This is a proof of the vector decomposition omitted in Raytracing in One Weekend, section 10.2(Snell's Law)
Let $R_{p}'$ be the decomposed vector perpendicular to the normal $n$, and $R_{n}'$ be the other decomposed vector parallel to $n$. Without loss of generality, we can assume $|R| = |R'| = 1$(this is omitted in the book). Also, let $p$ be a unit vector with the same direction as $R_{p}'$(so it is perpendicular to $n$ as well).
Now we can simply decompose $R' = R_{p}' + R_{n}'$ such that
$$R_{p}' = \sin\theta'p, \text{ } R_{n}' = -\cos\theta'n$$
Since the book shows the result of $R_{p}'$ first, let's investigate this one first.

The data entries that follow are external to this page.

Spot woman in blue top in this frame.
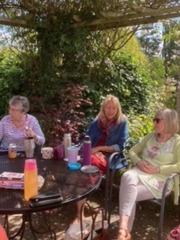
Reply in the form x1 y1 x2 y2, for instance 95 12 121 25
71 95 128 223
87 95 128 174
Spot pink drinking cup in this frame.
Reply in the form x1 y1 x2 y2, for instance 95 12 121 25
67 146 79 163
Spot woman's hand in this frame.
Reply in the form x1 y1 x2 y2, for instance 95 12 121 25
25 127 37 142
91 146 104 154
137 161 160 174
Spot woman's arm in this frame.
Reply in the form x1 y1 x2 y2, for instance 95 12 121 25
128 133 154 165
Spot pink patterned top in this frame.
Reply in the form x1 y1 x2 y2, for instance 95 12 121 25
0 114 45 151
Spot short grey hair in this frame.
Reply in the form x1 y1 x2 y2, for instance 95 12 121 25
9 95 30 113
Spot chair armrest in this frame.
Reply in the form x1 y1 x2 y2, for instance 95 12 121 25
162 173 180 199
108 151 128 170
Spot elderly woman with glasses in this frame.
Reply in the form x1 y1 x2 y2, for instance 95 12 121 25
0 95 45 151
117 109 180 240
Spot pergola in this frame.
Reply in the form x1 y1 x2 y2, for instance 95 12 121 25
0 0 180 30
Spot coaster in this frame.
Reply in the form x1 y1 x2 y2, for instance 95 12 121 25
68 163 81 171
81 165 99 173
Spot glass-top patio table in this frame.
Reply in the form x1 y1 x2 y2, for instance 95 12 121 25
0 155 101 239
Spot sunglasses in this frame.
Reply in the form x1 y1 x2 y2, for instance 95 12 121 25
153 118 163 124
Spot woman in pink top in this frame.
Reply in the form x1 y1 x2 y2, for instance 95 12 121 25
0 95 45 151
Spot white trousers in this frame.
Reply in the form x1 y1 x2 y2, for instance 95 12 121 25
119 170 154 232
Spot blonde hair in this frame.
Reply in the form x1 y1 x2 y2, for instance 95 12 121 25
155 108 179 134
97 95 126 123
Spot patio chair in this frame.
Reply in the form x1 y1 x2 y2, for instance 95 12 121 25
105 159 180 240
151 173 180 240
105 150 129 224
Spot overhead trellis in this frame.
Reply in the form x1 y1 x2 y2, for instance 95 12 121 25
0 0 180 30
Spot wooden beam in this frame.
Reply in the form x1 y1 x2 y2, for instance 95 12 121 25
0 6 180 30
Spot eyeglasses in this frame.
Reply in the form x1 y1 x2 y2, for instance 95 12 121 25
153 118 163 124
9 108 22 112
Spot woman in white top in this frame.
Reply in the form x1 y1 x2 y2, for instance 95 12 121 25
0 95 45 151
117 109 180 240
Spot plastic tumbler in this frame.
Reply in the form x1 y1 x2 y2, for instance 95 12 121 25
24 137 35 158
67 146 79 163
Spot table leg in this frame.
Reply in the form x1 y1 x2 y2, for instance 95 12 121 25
4 212 56 240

By Snell's law, we have $R_{p}' = \frac{\eta}{\eta'}\sin\theta p$. Also, if we recall how we get the reflected vector in the above section 9.4 in the book, we can easily see that $\sin\theta p = R + \langle R, n \rangle n = R + \cos\theta n$(remember that $|R| = 1$!). Therefore, we have
$$R_{p}' = \frac{\eta}{\eta'}\sin\theta p = (\frac{\eta}{\eta'}\sin\theta)(\frac{1}{\sin\theta}(R + \cos\theta n)) = \frac{\eta}{\eta'}(R + \cos\theta n)$$ as desired.

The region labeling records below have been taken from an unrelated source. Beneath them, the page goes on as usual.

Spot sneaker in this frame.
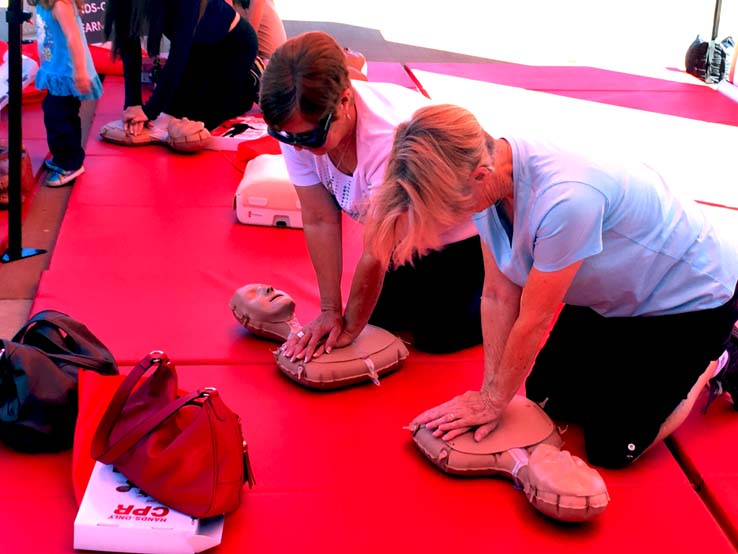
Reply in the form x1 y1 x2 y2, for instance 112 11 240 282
46 164 85 187
702 327 738 413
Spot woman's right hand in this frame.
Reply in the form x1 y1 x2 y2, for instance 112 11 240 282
123 106 149 137
281 310 343 362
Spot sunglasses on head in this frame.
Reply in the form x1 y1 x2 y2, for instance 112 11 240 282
267 113 333 148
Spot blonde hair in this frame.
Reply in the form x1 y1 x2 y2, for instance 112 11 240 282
364 104 492 265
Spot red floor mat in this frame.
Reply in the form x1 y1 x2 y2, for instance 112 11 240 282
0 359 734 554
12 64 735 554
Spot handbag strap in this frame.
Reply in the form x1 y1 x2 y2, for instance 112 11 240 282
90 351 175 461
712 0 723 40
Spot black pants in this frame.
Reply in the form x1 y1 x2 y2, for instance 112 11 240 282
369 236 484 353
163 19 259 130
525 282 738 467
41 94 85 171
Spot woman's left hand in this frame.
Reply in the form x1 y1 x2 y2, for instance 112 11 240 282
410 391 501 441
74 71 92 94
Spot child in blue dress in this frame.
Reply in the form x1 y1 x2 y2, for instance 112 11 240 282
29 0 102 187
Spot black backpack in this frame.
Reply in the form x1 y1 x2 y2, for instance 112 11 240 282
684 0 735 83
0 310 118 452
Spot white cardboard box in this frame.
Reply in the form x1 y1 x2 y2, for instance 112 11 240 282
74 462 224 554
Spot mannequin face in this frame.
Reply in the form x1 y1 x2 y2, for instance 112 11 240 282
236 283 295 321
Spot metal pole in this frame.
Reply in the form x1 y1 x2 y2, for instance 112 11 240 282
0 0 46 263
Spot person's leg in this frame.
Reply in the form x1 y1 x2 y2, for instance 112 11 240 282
408 235 484 353
583 299 736 467
369 256 415 334
164 20 258 130
41 94 85 171
525 305 607 421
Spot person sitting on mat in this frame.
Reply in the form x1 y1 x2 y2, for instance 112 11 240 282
230 0 287 63
260 32 483 361
29 0 103 187
105 0 258 135
365 105 738 467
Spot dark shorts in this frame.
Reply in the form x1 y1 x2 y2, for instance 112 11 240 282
526 282 738 467
369 235 484 353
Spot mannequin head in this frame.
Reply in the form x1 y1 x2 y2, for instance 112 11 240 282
238 283 295 322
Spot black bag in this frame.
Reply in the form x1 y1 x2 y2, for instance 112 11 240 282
0 310 118 452
684 0 735 83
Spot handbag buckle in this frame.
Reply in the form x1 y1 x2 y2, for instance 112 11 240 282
146 350 169 369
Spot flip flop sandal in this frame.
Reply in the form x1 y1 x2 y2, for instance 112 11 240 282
167 117 211 152
100 119 169 146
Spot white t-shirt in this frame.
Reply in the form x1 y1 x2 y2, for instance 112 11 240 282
475 137 738 317
280 81 477 244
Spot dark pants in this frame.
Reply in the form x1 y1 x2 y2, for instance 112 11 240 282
41 94 85 171
369 236 484 353
164 19 259 130
525 282 738 467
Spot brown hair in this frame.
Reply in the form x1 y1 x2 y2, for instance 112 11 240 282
259 31 351 128
28 0 85 11
364 104 492 265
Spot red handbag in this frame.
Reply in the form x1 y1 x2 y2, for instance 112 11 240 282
90 352 254 518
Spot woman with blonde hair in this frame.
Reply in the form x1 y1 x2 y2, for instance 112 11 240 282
259 32 483 360
365 105 738 467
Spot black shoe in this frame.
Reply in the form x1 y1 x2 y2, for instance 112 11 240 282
702 328 738 414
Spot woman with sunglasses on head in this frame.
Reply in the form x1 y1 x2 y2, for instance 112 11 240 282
260 32 483 361
366 105 738 467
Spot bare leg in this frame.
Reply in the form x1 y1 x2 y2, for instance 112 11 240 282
639 360 717 457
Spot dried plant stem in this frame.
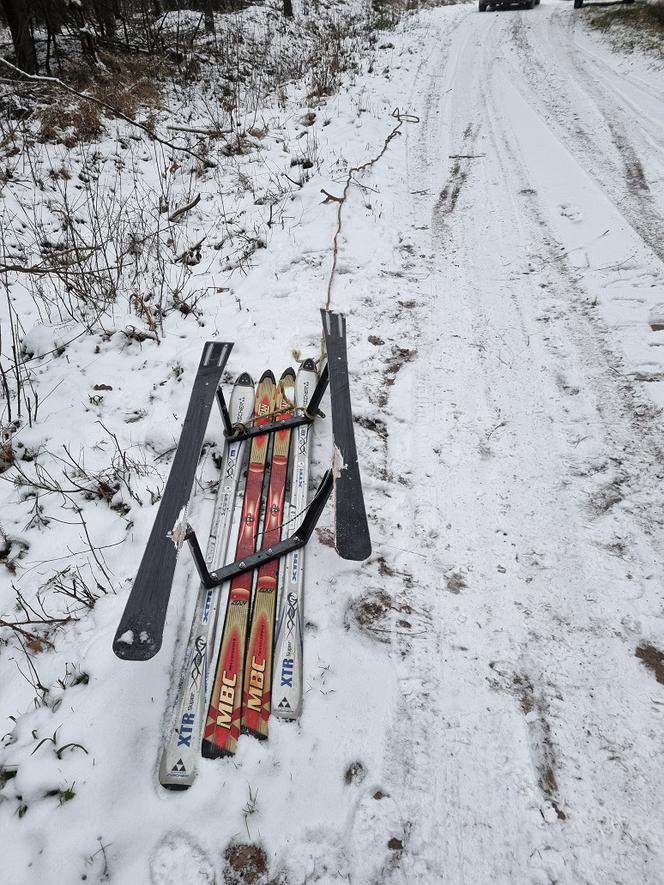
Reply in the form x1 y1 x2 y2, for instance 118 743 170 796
323 108 419 310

On the other hand, $R_{n}' = -\cos\theta'n = -\sqrt{1 - \sin^{2}\theta'}n$(since we assume that $\theta$ and $\theta'$ are both acute angles), and $\sin\theta' = |R_{p}'|$, so we have
$$R_{n}' = -\sqrt{1 - \sin^{2}\theta'}n = -\sqrt{1 - |R_{p}'|^{2}}n$$
which is the same as what the book shows.